To Krakow

Just as you’re stepping into the mini-bus, there’s always a little panic, a little worry, a question that just sits there for just long enough to color even the brightest day with just a bit of gray: will there be an open seat? Not having an open seat doesn’t mean that the driver won’t stop; it simply means he’ll stop and yell out the window, “Standing places only.” He’ll pack them in until there’s no standing room either, and we’ll have twenty-seven or more people packed into a bus with nineteen seats. As we rode from Jablonka to Krakow on just such a mini-bus, I saw that anxiety on each and every passenger’s face: the quick scanning of the seats, the relief when there was an open spot, the bit of frustration when there wasn’t.

Traveling the road to Krakow standing up is a challenge, with all the twists and turns as the bus goes through the low hills in the south of Poland that lead to the Tatra Mountains on the Slovak border. The side-to-side swaying is accompanied by a forward-backward challenge every time the driver pulls over to pick up and pack in a new passenger. With the number of noses simultaneously exhaling and the exertion of keeping your balance, the trip is an exhausting journey.

By the time we got to Krakow, the amount of heat and humidity made the whole experience almost unbearable. It was not the best way to start the trip Warsaw, but it was a reminder of the little gray linings of life in Poland, the things that drove me to distraction when I lived here.

In Krakow

First things first: find a bathroom. It was then that an unconscious but lingering question was answered:

Taken quickly on my phone

Bathrooms in public places are still pay-only. The technology has changed: instead of a woman sitting in a little room that straddles the men’s and women’s room with a little basket collecting money, there is now a turnstile complete with a credit card reader beside a machine for making change from large bills. The cost: 2.50 zloty. That’s just about 70 cents. For a family of four…

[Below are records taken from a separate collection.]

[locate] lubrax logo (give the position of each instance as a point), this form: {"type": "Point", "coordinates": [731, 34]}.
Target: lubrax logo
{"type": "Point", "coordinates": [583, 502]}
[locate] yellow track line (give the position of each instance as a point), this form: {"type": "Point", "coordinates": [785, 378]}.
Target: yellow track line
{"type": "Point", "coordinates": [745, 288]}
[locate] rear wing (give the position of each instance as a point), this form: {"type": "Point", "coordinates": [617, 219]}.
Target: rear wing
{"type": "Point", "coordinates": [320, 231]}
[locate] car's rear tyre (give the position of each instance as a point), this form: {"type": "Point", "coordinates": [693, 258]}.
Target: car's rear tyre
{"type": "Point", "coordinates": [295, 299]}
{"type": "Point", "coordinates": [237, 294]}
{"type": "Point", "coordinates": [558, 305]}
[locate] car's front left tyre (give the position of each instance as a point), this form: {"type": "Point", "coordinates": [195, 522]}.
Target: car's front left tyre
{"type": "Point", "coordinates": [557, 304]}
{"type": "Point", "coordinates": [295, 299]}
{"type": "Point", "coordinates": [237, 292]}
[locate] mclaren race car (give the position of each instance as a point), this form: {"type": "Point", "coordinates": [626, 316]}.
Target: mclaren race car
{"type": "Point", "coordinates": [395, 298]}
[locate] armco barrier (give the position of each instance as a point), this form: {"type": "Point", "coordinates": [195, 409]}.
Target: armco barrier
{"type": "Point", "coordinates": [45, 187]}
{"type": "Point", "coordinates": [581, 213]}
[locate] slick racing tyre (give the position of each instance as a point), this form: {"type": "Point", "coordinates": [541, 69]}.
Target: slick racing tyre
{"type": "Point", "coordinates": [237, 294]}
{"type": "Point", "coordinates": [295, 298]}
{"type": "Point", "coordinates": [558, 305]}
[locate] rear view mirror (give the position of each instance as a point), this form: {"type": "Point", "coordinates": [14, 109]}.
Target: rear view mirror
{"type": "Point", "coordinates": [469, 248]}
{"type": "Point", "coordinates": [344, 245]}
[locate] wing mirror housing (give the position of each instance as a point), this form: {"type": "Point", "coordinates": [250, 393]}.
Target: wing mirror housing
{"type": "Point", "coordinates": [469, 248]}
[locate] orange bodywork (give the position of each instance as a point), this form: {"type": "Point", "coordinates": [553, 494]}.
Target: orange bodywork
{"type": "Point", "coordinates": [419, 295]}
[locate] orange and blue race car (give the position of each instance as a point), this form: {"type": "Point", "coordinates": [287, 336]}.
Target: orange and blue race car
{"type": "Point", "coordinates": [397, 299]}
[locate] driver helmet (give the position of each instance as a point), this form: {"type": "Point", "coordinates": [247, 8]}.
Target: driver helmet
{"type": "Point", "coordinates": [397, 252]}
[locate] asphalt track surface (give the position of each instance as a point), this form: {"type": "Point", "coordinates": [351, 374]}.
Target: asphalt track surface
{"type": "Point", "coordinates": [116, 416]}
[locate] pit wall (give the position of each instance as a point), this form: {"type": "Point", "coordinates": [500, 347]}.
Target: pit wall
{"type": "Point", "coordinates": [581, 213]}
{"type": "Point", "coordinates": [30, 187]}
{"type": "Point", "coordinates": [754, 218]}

Of course when E and I went in, I picked him up and carried him through the turnstile as I went through.

That done, we had some lunch and wandered around the Old Town for just a few minutes.

To Warsaw

It was the Boy’s first train ride. The excitement was palpable.

Trains in Poland have certainly changed in the fifteen years since I’ve really traveled by train. We saw a few of the old trains we were used to, but they were all on railway sidings, out of commission. That’s probably good: those trains were not very comfortable. Still, it’s one of the things that differentiated Poland from Western Europe which have disappeared.

In Warsaw

“You won’t recognize Warsaw.” We’ve heard that from a number of people, and I don’t really think K and I understand the extent of the changes in the city that neither of us has visited in at least fifteen years. Still, looking out the window of the apartment we rented through AirBnB, I see that not everything has changed.

That building in the foreground, with the tired windows and dirty plaster, with the bars on the window that are in fact made out of concrete rebar welded together — that building is pure Communist-era Poland.